A fundamental lesson from the Global Financial Crisis was the role that diversification can play in limiting the potential effects of financial contagion, but is it a lesson that the region’s policymakers have learned?
In its latest Global Financial Stability Report, the International Monetary Fund (IMF) has warned regulators that the global liquidity shock might be on its way back, as indicated by the upsurge of the margin debt or higher market leverage in the US financial market.
For Australia, that would mean that the cheap money Australian banks have access to from offshore markets would be harder to come by.
For many, anxiety over this happening will be reminiscent of the last time the world suffered from a financial contagion – the Global Financial Crisis (GFC) of 2008-2009. But years on from that, has the world learned any lessons about how that contagion spread so quickly and so thoroughly? And what should policymakers be doing to try and cushion us from the blow that another financial crisis might have on our economies in the Asia-Pacific region?
The GFC reignited a long-standing debate over the role that bank lending plays in the international transmission of financial shocks. That debate is of particular interest in Asia, where the financial system remains largely bank-centric, and bank lending represents the primary source of funding for business.
Theoretical studies have shown that cross-border bank loans can serve as a conduit for the transmission of financial shocks. Specifically, foreign banks may withdraw credit to local operations because of a crisis in their home market, or because of global-level adjustments to their balance sheets.
Another potential source of shock transmission is that of liquidity, specifically the potential for credit disruption that results from banks not being able to readily secure alternative funding sources in times of financial stress.
A recent study I was involved with examined this risk, with a focus on foreign currency lending. What we found highlights the respective roles of bank ownership and liquidity as mechanisms of shock transmission and finds that the liquidity channel was mainly responsible for the GFC transmission to the loan market in Asia. Bank ownership, on the other hand, plays a very limited role.
This finding highlights two important aspects of liquidity management.
Firstly, there is a need for intense and frequent monitoring of liquidity risks and funding conditions of banks in order to reliably assess risks. This is in line with the liquidity requirements introduced by Basel III. Secondly, adequate capacity is required to manage any liquidity tensions that do arise, before they impact the supply of credit.
Identifying liquidity as a channel of risk transmission has potentially important implications for policymakers and regulators considering the extent to which their markets should be opened to foreign banks. But according to our study the link between foreign bank ownership and shock transmission is losing relevance in emerging markets in Asia.

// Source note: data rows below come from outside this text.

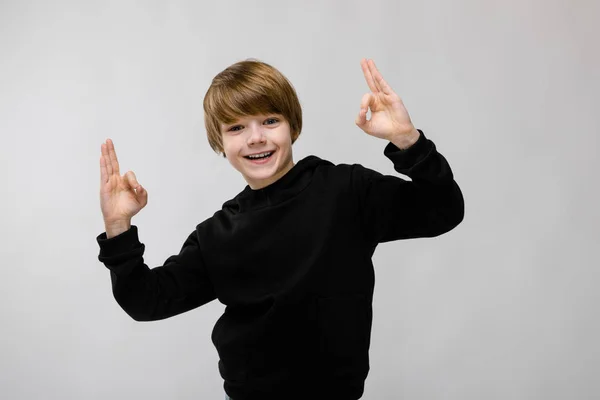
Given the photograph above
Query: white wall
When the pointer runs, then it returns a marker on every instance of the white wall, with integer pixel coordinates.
(503, 307)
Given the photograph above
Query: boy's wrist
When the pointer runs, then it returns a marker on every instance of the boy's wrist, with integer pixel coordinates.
(115, 228)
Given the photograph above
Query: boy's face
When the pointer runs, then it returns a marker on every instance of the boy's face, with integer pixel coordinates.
(258, 134)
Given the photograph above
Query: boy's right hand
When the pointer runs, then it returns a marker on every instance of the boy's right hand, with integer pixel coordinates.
(121, 197)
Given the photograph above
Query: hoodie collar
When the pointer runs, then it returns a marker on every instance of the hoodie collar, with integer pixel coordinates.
(286, 187)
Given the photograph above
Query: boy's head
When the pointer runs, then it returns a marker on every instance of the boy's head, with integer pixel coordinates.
(251, 108)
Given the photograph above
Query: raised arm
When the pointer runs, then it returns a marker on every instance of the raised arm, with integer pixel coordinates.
(179, 285)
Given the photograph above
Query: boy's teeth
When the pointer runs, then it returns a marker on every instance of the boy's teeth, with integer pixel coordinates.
(262, 155)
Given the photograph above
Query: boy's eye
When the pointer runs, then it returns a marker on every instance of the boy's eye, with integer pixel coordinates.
(275, 120)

On the contrary, the increasing importance of local currency lending by foreign banks in Asia has made foreign bank lending more stable in a crisis, implying that regulators should be encouraging this trend.
Fundamentally, the lesson from this study – and the lesson we should take from the GFC – is the role that diversification can play in limiting the potential effects of contagion. To reduce banks’ exposure to pressure in the funding markets, for example, Asian governments might consider policy incentives to encourage foreign banks to increasingly utilise local sources of funds, and shift their focus from the wholesale to the retail market.
These are important lessons and ones the GFC should have taught the region’s policymakers and regulators. Let’s hope those lessons have been learned.